Sources of Underproduction in Open Source Software
- URL: http://arxiv.org/abs/2401.11281v1
- Date: Sat, 20 Jan 2024 17:21:24 GMT
- Title: Sources of Underproduction in Open Source Software
- Authors: Kaylea Champion and Benjamin Mako Hill
- Abstract summary: Open source software relies on individuals who select their own tasks.
We examine the social and technical factors associated with underproduction.
Having higher numbers of contributors is associated with higher underproduction risk.

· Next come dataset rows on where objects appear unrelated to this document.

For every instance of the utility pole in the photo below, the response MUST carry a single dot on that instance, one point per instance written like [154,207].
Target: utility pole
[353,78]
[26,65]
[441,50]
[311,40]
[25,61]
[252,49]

- Score: 7.168628921229442
- License: http://creativecommons.org/licenses/by/4.0/
- Abstract: Because open source software relies on individuals who select their own
tasks, it is often underproduced -- a term used by software engineering
researchers to describe when a piece of software's relative quality is lower
than its relative importance. We examine the social and technical factors
associated with underproduction through a comparison of software packaged by
the Debian GNU/Linux community. We test a series of hypotheses developed from a
reading of prior research in software engineering. Although we find that
software age and programming language age offer a partial explanation for
variation in underproduction, we were surprised to find that the association
between underproduction and package age is weaker at high levels of programming
language age. With respect to maintenance efforts, we find that additional
resources are not always tied to better outcomes. In particular, having higher
numbers of contributors is associated with higher underproduction risk. Also,
contrary to our expectations, maintainer turnover and maintenance by a declared
team are not associated with lower rates of underproduction. Finally, we find
that the people working on bugs in underproduced packages tend to be those who
are more central to the community's collaboration network structure, although
contributors' betweenness centrality (often associated with brokerage in social
networks) is not associated with underproduction.